Vacancy rates overall at a five year low, while Registered Nurse, Medical Assistant, and Surgical Technician are “hot jobs”

doctor-563428_640Health care facilities are having an easier time meeting their staffing needs, according to a recent report by The Health Collaborative.  Workforce supply and demand is reasonably balanced as indicated by an overall vacancy rate of only 4.2 percent for full-time health care positions. That’s down slightly from 4.4 percent in 2013 and the lowest vacancy rate recorded in five years. The low vacancy rate is occurring even as the number of people retiring from careers in health care has increased.

“Health systems are continuing to experience some moderate job growth in our market, but growth is not as high as it was from 2011 to 2012 when the economy accelerated its rebound from the recession,” said Jason Bubenhofer, Manager of Business Intelligence at The Health Collaborative. “However, certain positions and sectors are starting to see some increased demand within the last year.”

According to the survey, there are several “hot jobs.” Certified Medical Assistants at physician practice locations and Certified Surgical Technicians at hospital locations had the two highest vacancy rates of all positions measured at 10 percent and 9 percent, respectively. Registered nursing positons saw an increased vacancy rate at 5.9 percent, up from 4.3 percent in 2013.

The Greater Cincinnati Health Care Workforce Report surveys regional hospitals to identify key workforce data such as employee vacancy rates, retirement rates and age distributions for 34 key hospital positions and eight key positions within physician practices. The report, produced annually, is designed to help hospitals, physician practices, health care leaders and recruiters better align with schools and prospective health care students to address the needs of area hospitals and other health care providers.

The survey captured a total of 50,942 employees (44,679 full-time equivalent positions) across regional hospitals, physician practices, and other health care organization positions.  Positions captured in the survey represent a wide variety of departments within the health care workforce, including: home health, laboratory, health information, nursing, patient care, pharmacy, radiology, therapy, and physician practice, as well as administrative support, food service, and maintenance.

Data was voluntarily submitted to The Health Collaborative by participating hospitals and hospital systems. It included vacancy data and workforce age data effective Dec. 31, 2014, and retirement data effective Jan. 1 – Dec. 31, 2014. Participants in the study include: The Christ Hospital, Cincinnati Children’s Hospital Medical Center, CMH Regional Health System/Clinton Memorial Hospital, Dearborn County Hospital, Fayette County Memorial Hospital, Hoxworth Blood Center, Mercy Health, St. Elizabeth Health Care, TriHealth and UC Health.

Key Findings:

Demand for Registered Nurses is growing

The 5.9 percent vacancy rate for Registered Nurses at hospitals is the highest level in three years. While last year’s rate is still below its 25-year average of 7.9 percent, it is higher than its 10-year moving average of 5.4 percent.

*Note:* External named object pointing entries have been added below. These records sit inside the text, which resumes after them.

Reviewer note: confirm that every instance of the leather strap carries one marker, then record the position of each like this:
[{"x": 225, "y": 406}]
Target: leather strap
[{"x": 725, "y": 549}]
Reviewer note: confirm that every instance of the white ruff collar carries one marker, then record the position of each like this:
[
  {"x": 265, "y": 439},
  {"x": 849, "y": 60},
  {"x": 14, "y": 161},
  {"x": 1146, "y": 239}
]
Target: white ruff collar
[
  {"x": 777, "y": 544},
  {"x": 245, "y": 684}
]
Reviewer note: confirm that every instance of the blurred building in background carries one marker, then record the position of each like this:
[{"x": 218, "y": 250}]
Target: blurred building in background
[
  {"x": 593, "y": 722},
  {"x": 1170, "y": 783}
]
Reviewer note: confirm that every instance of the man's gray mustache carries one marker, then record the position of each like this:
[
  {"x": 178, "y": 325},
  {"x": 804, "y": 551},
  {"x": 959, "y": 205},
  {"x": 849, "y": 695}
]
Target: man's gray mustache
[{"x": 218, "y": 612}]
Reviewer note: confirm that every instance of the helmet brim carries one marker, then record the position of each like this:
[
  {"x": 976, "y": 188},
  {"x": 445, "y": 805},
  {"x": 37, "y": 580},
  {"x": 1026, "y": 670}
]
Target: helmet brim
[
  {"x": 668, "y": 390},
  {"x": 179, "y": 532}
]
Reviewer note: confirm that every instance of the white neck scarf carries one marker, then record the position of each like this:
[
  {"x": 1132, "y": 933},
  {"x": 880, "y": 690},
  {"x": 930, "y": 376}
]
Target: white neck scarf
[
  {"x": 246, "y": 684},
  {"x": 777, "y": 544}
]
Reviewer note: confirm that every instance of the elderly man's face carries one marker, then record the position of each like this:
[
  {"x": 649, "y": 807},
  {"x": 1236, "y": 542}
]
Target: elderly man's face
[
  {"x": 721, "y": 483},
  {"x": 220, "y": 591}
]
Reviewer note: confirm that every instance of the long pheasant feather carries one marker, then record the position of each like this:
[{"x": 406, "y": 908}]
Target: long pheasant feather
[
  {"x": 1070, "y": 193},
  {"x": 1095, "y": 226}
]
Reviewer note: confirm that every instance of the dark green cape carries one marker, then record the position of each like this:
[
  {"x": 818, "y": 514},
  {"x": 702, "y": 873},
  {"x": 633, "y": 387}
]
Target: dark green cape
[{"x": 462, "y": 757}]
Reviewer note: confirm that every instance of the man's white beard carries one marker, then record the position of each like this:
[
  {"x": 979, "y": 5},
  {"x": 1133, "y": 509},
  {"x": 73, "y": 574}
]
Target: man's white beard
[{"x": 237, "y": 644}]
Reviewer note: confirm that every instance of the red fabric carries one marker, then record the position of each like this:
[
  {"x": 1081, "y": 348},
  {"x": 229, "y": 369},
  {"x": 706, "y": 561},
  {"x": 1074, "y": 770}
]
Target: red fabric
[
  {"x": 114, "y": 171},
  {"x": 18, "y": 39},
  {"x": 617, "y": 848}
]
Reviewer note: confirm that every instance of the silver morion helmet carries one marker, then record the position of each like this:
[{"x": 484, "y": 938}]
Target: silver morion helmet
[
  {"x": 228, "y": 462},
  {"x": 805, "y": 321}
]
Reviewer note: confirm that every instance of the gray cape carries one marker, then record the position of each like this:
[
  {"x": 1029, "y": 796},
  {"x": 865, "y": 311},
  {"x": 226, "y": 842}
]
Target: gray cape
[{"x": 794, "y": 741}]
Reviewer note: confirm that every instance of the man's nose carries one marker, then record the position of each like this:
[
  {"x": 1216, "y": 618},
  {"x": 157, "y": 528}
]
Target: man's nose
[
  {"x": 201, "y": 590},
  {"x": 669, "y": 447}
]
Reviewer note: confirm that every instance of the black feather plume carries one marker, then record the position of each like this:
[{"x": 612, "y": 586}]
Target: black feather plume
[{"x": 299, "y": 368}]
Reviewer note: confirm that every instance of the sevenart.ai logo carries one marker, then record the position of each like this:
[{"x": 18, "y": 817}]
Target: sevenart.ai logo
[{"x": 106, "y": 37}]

The trends among hospital nurses captured by the Workforce Report underscore the findings of The Health Collaborative’s biannual nursing study released earlier this year, which found that Greater Cincinnati hospitals hired a record number of new nursing school graduates in 2014 to meet the increasing demand for nurses.

Overall vacancy rates are at their lowest level in five years

Survey results show a vacancy rate of 4.2 percent for full-time equivalent (FTE) total health care organization positions, which is down from last year’s rate of 4.4 percent.  Hospital-owned physician practice positions did see a vacancy rate increase to 4.9 percent in 2014, up from 4.0 percent in 2013, but that rate is still relatively low for historical standards.

Retirements increased in 2014, and the average retirement age holds steady at 65

The overall organizational retirement rate increased to 1.13 percent in 2014, up from 1.06 percent. It is the third time an annual retirement rate has been greater than 1 percent since The Health Collaborative began tracking retirements in 2009, and last year’s 1.13 percent rate represents the highest retirement rate measured to date. The average retirement rate for overall organization positions remained at 65 years of age, unchanged from 2013 data.

“We anticipate that retirements will continue to show steady increases over the next several years,” added Bubenhofer. “Nearly 34 percent of our total health system workforce is age 50 and older right now whereas that figure was only 30 percent in 2007.”

Retirement rates for Registered Nurses in the hospital setting increased to 1.0 percent in 2014, up from 0.9 percent in 2013, and the average retirement age for RNs was 64. Eight hospital positions had retirement rates greater than 2.0 percent, with Medical Transcriptionists (4.8 percent), Mammography Techs (3.8 percent) and Medical Records Technicians (3.8 percent) seeing the greatest portion of its workforce retiring.